Estaba en la cama y hacía otro intento de leer entre bostezo y bostezo, cuando Siuan entró. Su expresión era indescifrable.

—¿Has…? —empezó Moraine, que fue incapaz de acabar la frase.

—Fue tan fácil como caerse de una barca… en medio de un banco de cazones —contestó Siuan—. Casi se me sale el corazón por la boca cuando recordé esto… —Se dio unos golpecitos en la escarcela, donde también llevaba el libro con los nombres—. Pero después todo fue bien. —De repente, se puso colorada hasta la raíz del pelo.
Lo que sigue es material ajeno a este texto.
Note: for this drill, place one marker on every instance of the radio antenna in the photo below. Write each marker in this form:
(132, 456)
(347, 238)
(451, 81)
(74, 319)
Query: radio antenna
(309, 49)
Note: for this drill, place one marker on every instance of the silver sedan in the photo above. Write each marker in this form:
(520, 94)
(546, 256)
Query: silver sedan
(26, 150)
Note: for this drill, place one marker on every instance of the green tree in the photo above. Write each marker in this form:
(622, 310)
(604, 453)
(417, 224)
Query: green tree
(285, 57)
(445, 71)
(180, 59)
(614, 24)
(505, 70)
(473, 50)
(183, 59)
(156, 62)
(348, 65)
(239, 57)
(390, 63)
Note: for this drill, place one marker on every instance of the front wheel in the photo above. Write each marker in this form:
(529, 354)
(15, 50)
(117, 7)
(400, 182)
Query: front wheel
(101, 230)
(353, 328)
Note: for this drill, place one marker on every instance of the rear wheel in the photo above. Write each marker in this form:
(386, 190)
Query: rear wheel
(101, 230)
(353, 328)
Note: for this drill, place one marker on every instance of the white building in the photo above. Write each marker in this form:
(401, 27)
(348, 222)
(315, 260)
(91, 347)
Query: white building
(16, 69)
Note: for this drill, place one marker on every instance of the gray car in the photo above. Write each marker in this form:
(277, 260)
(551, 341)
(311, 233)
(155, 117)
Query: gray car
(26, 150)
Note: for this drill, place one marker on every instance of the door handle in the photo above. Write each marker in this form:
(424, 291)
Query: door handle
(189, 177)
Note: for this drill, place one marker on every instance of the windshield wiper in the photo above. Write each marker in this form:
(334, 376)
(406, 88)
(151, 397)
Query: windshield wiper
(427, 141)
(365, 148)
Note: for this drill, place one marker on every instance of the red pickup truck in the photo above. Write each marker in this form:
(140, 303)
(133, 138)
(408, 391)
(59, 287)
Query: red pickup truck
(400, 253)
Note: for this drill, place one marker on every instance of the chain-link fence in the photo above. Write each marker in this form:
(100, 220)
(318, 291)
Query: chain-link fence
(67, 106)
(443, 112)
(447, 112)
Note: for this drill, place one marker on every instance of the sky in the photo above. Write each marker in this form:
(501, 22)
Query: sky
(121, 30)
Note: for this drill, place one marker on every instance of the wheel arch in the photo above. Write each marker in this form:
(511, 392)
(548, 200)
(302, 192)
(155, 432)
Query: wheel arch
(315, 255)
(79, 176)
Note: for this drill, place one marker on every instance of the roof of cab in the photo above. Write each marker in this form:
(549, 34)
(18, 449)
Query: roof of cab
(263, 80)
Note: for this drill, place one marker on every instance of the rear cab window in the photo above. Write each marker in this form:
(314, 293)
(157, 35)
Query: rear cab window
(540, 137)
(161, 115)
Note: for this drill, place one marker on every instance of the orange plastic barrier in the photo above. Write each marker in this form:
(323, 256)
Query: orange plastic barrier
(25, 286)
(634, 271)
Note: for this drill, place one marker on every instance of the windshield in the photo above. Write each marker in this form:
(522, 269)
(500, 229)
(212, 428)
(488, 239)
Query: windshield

Consiguió sonreír—. Las dos ascenderemos a un tiempo, Moraine.

Moraine se levantó de un salto y, riendo, bailaron agarradas de la mano de pura alegría. Ansiaba preguntar qué había pasado en la prueba de su amiga, pero… Para compartirlo en silencio y, aun entonces, únicamente con las mujeres que lo habían compartido. ¿Cuánto hacía que ellas dos lo compartían todo? Incluso en esto el chal acarreaba separaciones.

—Debes de estar muerta de hambre —dijo Moraine, que dejó de bailar. Era tal su cansancio que se tambaleó, y Siuan no se mantenía mucho más firme—. Tiene que haber una bandeja esperándote en la habitación. —Señaló la que seguía encima de su mesa. Se la habían subido por ser una ocasión tan especial, pero tendría que ser ella la que bajara los platos sucios. Y darse por contenta si no tenía que lavarlos por tardar tanto.

—Podría comerme un remo, pero hay algo mejor en mi habitación. —De repente, esbozó una sonrisa traviesa—. Tengo seis ratones que me proporcionó uno de los mozos esta mañana.

—Somos prácticamente hermanas —protestó Moraine—. No podemos meter ratones en la cama de alguien. En cualquier caso, aparte de que sea impropio, tampoco sería justo. Casi todo el mundo se ha pasado gran parte del día fuera y deben de estar tan cansadas como tú.

—Ser prácticamente hermanas no es lo mismo que serlo, Moraine. Piensa. Es nuestra última oportunidad. No será correcto realmente cuando tengamos el chal. —La sonrisa de Siuan dio paso a un gesto severo—. Y Elaida no ha salido de la Torre, que yo sepa. Los ratones son una pequeña compensación por esas palizas, Moraine. Nos lo debe. ¡Nos lo debe!

Moraine respiró hondo. Sin Elaida quizá nunca habría practicado para tejer más deprisa, y sin eso era posible que hubiese fracasado. Pero sospechaba que su padre no había sido la única contribución especial de Elaida. Con demasiada frecuencia, sus debilidades habían quedado al descubierto por alguien que las conocía muy bien. Esa mujer había intentado hacerla fracasar.

—De acuerdo, pero después de que hayas comido —contestó.